Конечно же, это была ложь. Ложь во спасение, как, должно быть, внушила сама себе неспособная лгать Надежда.
- Я согласна.
Леонид Ефимович поднял брови и ничего не ответил.
Он смотрел на Иду с изумленным восхищением и даже как будто с некоторым стыдом.
- А что Жан говорил о спасении России? - спросила вдруг Ида.
- А... Он верит, что все беды русской истории связаны с обилием на нашей земле торсионных полей. Может быть, это правда.

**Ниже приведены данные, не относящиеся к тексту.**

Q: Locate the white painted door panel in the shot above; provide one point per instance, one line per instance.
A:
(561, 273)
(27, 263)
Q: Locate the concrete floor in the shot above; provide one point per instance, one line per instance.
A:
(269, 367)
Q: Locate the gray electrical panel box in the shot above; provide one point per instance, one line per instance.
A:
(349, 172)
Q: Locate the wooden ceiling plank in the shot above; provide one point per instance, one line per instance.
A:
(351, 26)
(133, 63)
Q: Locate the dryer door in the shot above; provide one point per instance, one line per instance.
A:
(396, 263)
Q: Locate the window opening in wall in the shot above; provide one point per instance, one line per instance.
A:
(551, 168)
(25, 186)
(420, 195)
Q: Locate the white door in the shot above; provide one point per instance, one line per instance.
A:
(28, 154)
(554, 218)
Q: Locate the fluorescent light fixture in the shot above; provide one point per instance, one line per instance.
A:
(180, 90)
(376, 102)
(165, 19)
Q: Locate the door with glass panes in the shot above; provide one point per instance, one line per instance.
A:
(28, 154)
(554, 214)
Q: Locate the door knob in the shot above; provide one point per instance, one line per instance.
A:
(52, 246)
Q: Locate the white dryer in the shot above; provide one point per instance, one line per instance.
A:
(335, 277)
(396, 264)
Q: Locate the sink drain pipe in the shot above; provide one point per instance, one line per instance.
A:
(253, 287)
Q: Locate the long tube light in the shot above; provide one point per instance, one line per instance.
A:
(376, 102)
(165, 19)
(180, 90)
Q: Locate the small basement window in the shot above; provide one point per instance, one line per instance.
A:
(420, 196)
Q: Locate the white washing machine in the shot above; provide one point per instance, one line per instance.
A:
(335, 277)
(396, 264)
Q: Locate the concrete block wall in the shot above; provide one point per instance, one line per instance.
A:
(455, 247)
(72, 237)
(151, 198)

В кабинете вновь гремели голоса. На этот раз все больше срывался Жан. Похоже произошло непоправимое.
Когда они вошли, Надежда плакала навзрыд. Жан, окаменев от злости, сидел, закинув ногу на ногу, и сверлил присутствующих своим металлическим взглядом.
- Я согласна, - тихо произнесла Ида.
Надежда отняла от ладоней и обратила к ней лицо в потеках туши. У Жана с физиономии спала остервенелая маска. Винтер привстал из-за стола.
Кто-то захлопал и принялся поздравлять Иду. К нему присоединились остальные. Всех обуяла чистая сентиментальная радость.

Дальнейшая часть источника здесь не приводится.